Running ci:preflight

hogli ci:preflight scopes a curated set of checks to the files your branch touched — each mapped to a CI failure class that has taken master down — plus an always-on branch-freshness check. It is the pre-push counterpart to hogli ci:insights (what is already broken on master).

The pre-push hook runs ci:preflight --strict automatically and blocks the push on failed checks. Never bypass it with --no-verify — fix what it reports instead.

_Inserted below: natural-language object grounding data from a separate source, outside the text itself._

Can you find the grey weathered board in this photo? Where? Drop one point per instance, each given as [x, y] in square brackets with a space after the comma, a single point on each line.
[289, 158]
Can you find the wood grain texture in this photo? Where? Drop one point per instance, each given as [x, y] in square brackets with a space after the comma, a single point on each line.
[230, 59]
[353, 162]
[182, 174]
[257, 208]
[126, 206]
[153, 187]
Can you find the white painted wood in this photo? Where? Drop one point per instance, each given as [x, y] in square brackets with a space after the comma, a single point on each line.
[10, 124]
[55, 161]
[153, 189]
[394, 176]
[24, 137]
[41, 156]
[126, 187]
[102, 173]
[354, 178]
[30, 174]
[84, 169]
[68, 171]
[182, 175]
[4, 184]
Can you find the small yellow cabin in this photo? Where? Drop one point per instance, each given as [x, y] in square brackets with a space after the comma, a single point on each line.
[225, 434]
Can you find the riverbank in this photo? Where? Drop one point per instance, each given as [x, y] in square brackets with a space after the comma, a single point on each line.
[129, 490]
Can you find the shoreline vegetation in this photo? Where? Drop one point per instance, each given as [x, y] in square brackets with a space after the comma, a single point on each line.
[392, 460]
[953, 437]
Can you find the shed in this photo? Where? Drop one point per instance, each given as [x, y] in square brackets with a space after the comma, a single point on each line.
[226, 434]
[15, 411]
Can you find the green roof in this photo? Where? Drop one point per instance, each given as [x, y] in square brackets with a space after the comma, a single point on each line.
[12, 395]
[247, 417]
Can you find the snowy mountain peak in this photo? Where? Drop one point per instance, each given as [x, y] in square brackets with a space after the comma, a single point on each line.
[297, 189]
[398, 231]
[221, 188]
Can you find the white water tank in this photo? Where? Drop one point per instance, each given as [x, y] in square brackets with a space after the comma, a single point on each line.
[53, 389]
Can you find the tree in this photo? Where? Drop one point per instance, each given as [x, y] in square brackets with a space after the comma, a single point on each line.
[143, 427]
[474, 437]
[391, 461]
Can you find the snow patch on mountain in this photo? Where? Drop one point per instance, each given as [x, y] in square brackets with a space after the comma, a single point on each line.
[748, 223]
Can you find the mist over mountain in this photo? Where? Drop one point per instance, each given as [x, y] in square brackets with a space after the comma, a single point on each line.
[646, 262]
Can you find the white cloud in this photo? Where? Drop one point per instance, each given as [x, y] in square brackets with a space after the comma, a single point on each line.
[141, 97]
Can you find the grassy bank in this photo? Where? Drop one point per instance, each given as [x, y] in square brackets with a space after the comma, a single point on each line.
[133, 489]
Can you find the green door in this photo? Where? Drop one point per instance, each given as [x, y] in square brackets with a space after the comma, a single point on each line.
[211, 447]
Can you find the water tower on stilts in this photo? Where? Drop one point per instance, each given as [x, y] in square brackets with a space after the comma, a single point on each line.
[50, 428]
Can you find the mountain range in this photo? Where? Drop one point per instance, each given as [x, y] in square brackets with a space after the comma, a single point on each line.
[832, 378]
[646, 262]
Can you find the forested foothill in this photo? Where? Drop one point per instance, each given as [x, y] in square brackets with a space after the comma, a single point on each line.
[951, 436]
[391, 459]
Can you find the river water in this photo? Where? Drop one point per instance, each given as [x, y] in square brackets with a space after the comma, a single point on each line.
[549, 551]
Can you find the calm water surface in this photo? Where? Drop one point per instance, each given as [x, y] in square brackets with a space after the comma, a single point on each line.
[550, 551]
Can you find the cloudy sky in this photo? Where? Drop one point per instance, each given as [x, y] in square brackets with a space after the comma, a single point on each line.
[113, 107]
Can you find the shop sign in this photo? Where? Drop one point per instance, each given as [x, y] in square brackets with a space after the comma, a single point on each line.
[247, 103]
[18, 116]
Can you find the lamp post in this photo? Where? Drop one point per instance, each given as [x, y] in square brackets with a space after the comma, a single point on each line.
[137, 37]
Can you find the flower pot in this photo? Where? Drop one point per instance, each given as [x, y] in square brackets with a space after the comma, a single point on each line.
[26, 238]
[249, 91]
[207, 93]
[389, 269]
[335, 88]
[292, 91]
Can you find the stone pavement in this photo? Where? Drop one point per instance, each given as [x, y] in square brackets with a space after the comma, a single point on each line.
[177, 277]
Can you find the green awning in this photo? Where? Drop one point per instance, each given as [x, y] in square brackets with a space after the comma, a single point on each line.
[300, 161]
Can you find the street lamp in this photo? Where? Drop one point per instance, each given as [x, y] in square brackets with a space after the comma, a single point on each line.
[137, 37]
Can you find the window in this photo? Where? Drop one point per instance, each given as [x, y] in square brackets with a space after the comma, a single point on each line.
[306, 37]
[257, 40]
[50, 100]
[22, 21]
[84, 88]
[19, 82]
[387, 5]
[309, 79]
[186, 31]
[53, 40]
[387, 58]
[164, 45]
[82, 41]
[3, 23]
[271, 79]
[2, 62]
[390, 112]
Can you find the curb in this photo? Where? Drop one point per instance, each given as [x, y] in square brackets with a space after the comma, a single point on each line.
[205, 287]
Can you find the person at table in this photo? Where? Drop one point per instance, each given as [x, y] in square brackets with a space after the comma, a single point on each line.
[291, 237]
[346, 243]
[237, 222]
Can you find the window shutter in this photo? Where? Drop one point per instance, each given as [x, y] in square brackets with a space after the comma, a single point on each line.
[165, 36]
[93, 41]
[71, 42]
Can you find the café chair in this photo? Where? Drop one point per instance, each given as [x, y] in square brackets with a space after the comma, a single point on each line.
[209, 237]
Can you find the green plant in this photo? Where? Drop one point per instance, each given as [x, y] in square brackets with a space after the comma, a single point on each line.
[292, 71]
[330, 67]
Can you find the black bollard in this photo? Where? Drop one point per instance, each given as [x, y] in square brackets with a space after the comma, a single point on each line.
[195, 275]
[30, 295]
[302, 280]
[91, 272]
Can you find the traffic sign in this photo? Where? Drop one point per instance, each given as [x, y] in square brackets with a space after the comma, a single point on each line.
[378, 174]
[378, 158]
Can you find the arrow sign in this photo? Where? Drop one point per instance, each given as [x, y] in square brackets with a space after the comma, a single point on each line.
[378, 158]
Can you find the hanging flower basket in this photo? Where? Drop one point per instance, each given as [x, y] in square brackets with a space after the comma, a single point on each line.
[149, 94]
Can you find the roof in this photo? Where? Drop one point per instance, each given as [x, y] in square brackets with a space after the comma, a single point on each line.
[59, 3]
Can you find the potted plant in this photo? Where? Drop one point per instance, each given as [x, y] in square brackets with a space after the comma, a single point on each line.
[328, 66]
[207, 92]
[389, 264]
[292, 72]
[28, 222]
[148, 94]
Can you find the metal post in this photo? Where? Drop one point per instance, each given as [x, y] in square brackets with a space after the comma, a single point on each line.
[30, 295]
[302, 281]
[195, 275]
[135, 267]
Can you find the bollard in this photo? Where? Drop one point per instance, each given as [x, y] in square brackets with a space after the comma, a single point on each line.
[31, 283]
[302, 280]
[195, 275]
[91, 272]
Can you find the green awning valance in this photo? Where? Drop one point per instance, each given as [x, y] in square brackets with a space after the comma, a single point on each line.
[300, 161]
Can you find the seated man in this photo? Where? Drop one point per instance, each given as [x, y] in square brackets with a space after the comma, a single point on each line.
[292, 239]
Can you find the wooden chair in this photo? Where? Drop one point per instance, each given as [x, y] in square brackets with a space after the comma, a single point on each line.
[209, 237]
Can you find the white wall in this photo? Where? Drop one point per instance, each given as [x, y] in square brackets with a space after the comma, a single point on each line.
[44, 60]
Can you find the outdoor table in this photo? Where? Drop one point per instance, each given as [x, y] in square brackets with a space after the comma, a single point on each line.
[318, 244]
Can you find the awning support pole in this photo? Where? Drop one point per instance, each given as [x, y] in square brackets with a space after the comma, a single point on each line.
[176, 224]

The loop (when the hook blocks, or before reporting done)

hogli ci:preflight --fix
  1. Run with --fix — it formats, lints, and auto-fixes what is safe.
  2. Read each line: ✓ pass, ✗ fail, → advisory (do it yourself), · skipped (capability absent).
  3. Resolve every ✗ fail — these are what --fix could not (real lint error, broken lockfile, migration conflict). These block the push.
  4. Act on every → advisory — e.g. openapi advisory → run hogli build:openapi and commit the drift; staleness advisory → git merge origin/master. Advisories never block, but ignoring them ships the failure to CI.
  5. Re-run until clean, then push.

Notes

  • Strict = failures only. --strict (what the hook runs) exits non-zero only on ✗ fail — advisories are unverifiable-locally classes, so they warn without blocking. A clean exit means "nothing left to fix", not "CI will pass" — CI stays the authoritative gate.
  • Staleness is risk-based. It fires when merging master now would actually break something — textual merge conflicts (computed via git merge-tree, working tree untouched), migrations added on both sides, generated-file inputs changed on both sides, or CI workflows changed on master — plus a behind/age backstop, aggressive by default (5 commits / 2 days; env-tunable via HOGLI_PREFLIGHT_STALE_COMMITS/HOGLI_PREFLIGHT_STALE_DAYS) so we over-warn to start and tune down from telemetry. Merge master in when it fires. Advisory only, never auto-merged.
  • · skipped (needs stack/node) is expected on a bare checkout or sandbox. Start the stack with hogli start to run those, or let CI cover them. No hooks in your environment (no node_modules)? Run the loop yourself before pushing.
  • Flags. --against <ref> diffs against an explicit base; --json emits a machine-readable summary.
  • Kill switch. HOGLI_PREFLIGHT_DISABLED=1 makes the command (and the hook) a no-op with exit 0. It is a rollout/emergency lever — respect it; never unset it to force a run.

Why it matters

Drafts already run a trimmed CI subset; the expensive waste is a ready PR that fails the full matrix on something deterministic, gets fixed, and re-runs the whole matrix. Catching that locally is the cheapest CI saving available.